It was a very hard time for his parents, he told WLR radio. “They didn’t want to leave me out of their sight.

“They took the car keys off me and everything, because they didn’t want to leave me out of their sight. I’m very grateful to them now because, if they left me off, I mightn’t be here to tell the story.”

The Lismore native said his brother Dan, himself a former hurler of the year and current selector with the Waterford team, became like “a bodyguard” to him last year.

“He wouldn’t leave me out of his sight because he was afraid, probably, of what I’d do. My sisters as well.”

A local woman, Julie Landers, put him in touch with former Cork hurler Conor Cusack of the GPA who has himself spoken openly about his own problems with depression, while the GPA's counsellor in Waterford also helped him.

“It all took off from there. Conor was great to me,” Shanahan said. “I listened to Conor because he was a sportsperson and he went through it himself. He could tell me a lot of stories that felt the same for me . . . For me listening to that, it kind of hit home, the people I was hurting, but above all I was hurting myself. I just wanted the help then.”

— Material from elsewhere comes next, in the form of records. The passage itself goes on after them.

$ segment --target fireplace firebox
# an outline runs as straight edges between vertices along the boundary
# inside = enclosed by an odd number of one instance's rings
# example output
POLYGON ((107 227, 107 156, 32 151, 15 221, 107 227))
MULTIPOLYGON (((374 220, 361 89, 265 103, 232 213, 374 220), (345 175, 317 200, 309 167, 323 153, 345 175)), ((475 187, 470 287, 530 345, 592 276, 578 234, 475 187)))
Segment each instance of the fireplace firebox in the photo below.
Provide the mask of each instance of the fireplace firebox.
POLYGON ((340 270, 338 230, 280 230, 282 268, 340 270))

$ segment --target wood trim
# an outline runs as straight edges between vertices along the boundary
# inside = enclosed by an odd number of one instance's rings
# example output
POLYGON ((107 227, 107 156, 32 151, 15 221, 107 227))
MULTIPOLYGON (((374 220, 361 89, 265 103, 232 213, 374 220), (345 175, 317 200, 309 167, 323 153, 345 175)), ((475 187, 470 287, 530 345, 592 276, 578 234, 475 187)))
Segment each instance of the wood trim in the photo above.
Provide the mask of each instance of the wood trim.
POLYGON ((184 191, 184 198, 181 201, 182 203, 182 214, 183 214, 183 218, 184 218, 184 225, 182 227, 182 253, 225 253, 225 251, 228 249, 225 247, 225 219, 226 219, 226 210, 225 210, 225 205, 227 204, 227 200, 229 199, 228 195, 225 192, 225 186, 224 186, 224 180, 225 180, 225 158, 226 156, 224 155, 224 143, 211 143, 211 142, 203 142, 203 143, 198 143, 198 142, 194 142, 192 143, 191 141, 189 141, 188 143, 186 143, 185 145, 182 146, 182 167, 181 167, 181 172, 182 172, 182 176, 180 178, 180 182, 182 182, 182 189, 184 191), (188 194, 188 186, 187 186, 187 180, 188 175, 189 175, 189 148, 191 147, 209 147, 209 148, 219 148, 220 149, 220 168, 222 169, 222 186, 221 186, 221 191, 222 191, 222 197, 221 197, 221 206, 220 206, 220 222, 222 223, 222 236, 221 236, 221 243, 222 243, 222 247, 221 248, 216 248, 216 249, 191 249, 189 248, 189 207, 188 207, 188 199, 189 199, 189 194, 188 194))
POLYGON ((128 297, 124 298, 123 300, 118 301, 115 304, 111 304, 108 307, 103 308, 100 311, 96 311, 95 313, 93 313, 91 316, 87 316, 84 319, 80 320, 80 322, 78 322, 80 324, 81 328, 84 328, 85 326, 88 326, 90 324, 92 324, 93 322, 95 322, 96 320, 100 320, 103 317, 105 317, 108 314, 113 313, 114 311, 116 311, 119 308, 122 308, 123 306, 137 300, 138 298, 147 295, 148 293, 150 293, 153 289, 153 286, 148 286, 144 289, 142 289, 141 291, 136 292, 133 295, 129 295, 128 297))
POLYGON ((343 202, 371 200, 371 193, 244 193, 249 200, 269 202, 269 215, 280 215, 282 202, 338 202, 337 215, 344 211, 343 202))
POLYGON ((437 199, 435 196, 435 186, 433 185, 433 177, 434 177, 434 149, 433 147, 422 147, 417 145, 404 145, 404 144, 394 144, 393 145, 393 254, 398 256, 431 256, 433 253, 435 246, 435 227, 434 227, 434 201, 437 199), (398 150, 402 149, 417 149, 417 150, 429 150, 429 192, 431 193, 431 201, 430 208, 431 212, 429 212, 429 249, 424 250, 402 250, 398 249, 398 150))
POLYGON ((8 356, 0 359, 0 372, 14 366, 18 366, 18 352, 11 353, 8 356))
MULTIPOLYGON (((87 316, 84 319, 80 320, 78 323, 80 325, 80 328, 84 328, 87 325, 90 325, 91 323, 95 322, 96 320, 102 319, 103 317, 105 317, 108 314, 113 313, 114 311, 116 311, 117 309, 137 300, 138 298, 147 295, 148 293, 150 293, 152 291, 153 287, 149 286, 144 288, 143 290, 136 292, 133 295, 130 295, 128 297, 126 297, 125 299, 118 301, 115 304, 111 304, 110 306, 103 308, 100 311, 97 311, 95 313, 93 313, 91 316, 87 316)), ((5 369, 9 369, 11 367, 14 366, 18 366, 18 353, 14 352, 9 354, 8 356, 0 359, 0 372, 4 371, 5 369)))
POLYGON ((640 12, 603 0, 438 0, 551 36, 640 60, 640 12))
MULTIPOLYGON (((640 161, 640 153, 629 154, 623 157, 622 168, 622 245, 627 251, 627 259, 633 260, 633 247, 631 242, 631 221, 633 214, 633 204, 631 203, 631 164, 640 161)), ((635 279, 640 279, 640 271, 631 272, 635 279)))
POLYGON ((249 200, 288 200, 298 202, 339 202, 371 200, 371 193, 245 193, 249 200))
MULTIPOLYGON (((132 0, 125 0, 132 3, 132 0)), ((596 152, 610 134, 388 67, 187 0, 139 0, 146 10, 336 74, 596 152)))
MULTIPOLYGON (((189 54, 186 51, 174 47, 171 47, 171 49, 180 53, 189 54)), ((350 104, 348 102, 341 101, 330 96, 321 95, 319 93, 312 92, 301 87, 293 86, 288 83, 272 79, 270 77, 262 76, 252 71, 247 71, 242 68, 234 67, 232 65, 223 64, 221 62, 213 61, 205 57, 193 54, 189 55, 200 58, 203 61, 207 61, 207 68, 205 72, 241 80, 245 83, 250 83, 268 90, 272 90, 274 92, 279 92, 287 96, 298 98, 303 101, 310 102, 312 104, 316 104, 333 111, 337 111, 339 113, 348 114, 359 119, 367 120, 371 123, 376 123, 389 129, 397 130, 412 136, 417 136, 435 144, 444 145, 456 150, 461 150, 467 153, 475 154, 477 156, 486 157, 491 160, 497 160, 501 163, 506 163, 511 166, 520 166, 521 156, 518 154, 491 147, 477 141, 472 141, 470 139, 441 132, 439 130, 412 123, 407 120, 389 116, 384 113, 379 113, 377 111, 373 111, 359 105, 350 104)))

The Lismore hurling manager Seán Pender, who is also principal of the local national school, visited him at home every day as soon as school was over, to talk to him, and eventually he returned to hurling and got huge support from Waterford and the entire hurling community, he said.

Shanahan returned to the Waterford team for the 2015 season and ended up winning an All Star award.

“You’re never alone, always talk. Even now, I still have bad days but I know I can talk to people and I have great people around me and I don’t bottle it up any more, because if I do, who knows I could go back to square one.”